Of course, there’s emotional intelligence, documented and made popular by, among others, Daniel Goleman. As reported in Entrepreneur: “How much of an impact does emotional intelligence have on your professional success? The short answer is: a lot! It’s a powerful way to focus your energy in one direction with a tremendous result. TalentSmart tested emotional intelligence alongside 33 other important workplace skills, and found that emotional intelligence is the strongest predictor of performance, explaining a full 58% of success in all types of jobs.”
And as we noted here previously, a group of MIT scientists has found out why some groups, like some people, are reliably smarter than others,
But often, leaders, entrepreneurs and employees try other tactics to impress others with their intelligence. They try to look smart. And as the Wall St. Journal points out, folks who do this just might be doing it wrong.
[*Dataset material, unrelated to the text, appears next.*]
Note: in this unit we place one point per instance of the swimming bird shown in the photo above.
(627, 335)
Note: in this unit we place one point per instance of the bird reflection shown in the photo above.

The piece states: “A growing amount of research is teasing out how people form first impressions of others’ intelligence—and how well it works when you try to manage those impressions. The cues people look for in assessing each other’s intelligence are simple. But they aren’t always easy to pull off under pressure. They include showing self-confidence, speaking clearly and smoothly, and responding thoughtfully to what others are saying, research shows.”
The report notes the work of Nora A. Murphy, an associate professor of psychology at Loyola Marymount University in Los Angeles, and her 2007 study “Appearing Smart: The Impression Management of Intelligence, Person Perception Accuracy, and Behavior in Social Interaction.”
Among the study’s conclusions: “Impression-managing targets displayed distinct nonverbal behavioral patterns that differed from controls. Looking while speaking was a key behavior: It significantly correlated with IQ, was successfully manipulated by impression-managing targets, and contributed to higher perceived intelligence ratings.”
And there’s more. The WSJ notes: “People trying to look intelligent had a few behaviors in common. Among them were looking at others while listening or speaking, sitting up straight, putting on a serious face and avoiding certain gestures, such as touching their hair or face. But just the first two of those behaviors earned them a high IQ score from people watching the videos.”
If that doesn’t work, though, there’s another trick: Use a middle initial.
According to the report, which notes last year’s study “The impact of middle names: Middle name initials enhance evaluations of intellectual performance.” Among the conclusions: “the display of middle initials increases positive evaluations of people’s intellectual capacities and achievements. We document this effect in seven studies: Middle initials in authors’ names increased the evaluation of their writing performance (Study 1), and middle initials increased perceptions of status (Studies 2 and 4). Moreover, the middle initials effect was specific to intellectual performance (Studies 3 and 6), and it was mediated by perceived status (Studies 5–7).”
However, before you start employing different tricks to try to impress in meetings, the Wall St. Journal warns: “People who tried to appear intelligent risked exposing what they didn’t know, the research shows.”